Usually, the infection starts at the bottom, gradually increasing in scale and moving upward. On damaged plants, leaves begin to wilt, become covered with dark spots, and may fall off or crumble. Crops infected with powdery mildew are less likely to survive the winter and produce poorer harvests.
Causes of powdery mildew infestation can vary:
- Uncollected leaf litter before winter that got on the plant;
- Dirty gloves or tools;
- Wind or rain that carries fungal spores;
- unskilled picking;
- Nitrogen saturation in the soil.
Experienced gardeners say that very often powdery mildew affects plants that grow in poorly ventilated greenhouses.
Folk remedy for powdery mildew – proven recipes
It is better, of course, not to bring to the state of development of the disease – ideally, if you observe preventive measures.
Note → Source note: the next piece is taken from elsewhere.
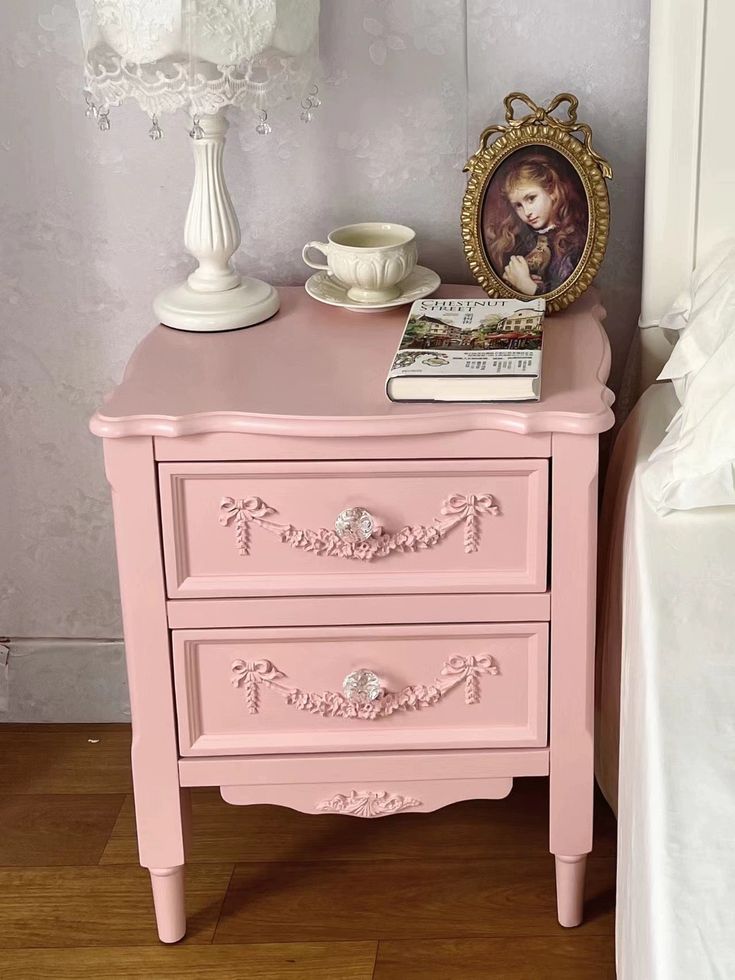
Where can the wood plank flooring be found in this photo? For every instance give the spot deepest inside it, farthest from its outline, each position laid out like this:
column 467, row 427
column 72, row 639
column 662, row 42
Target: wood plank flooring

Any infection is easier to prevent than to treat.
Preventing powdery mildew includes:
- Using varieties that are more or less resistant to the disease;
- sparse planting;
- regular loosening of the soil (especially in wet weather);
- deep digging of the soil in the fall;
- calibrated irrigation system;
- application of increased doses of phosphorus and potassium fertilizers;
- timely destruction of weeds and crop residues on the plot;
- seasonal decontamination of greenhouses.
If you find yourself in a situation where it is necessary to get rid of powdery mildew, then use folk remedies. For example, baking soda from powdery mildew helps no worse than store preparations. The recipe is simple – dissolve 10 grams of soda ash in two liters of hot water and add a teaspoon of shavings of laundry soap or liquid soap. After cooling, treatment plants and the top layer of soil substrate with this solution. Spraying is done every 6-8 days, 2-3 times in total.
As an alternative, iodine is also suitable – 1 ml iodine diluted in a liter of water, and to treat roses – 1 ml per 400 ml. Treat plants 2 times a day for 5 days. Manganese for powdery mildew is another remedy that can be used in the fight against fungus. You need to dissolve 1 gram of manganese in 4 liters of water. Treat plants, shrubs, or trees with the resulting solution 2-3 times every 6-8 days. The best time to spray is after the rain.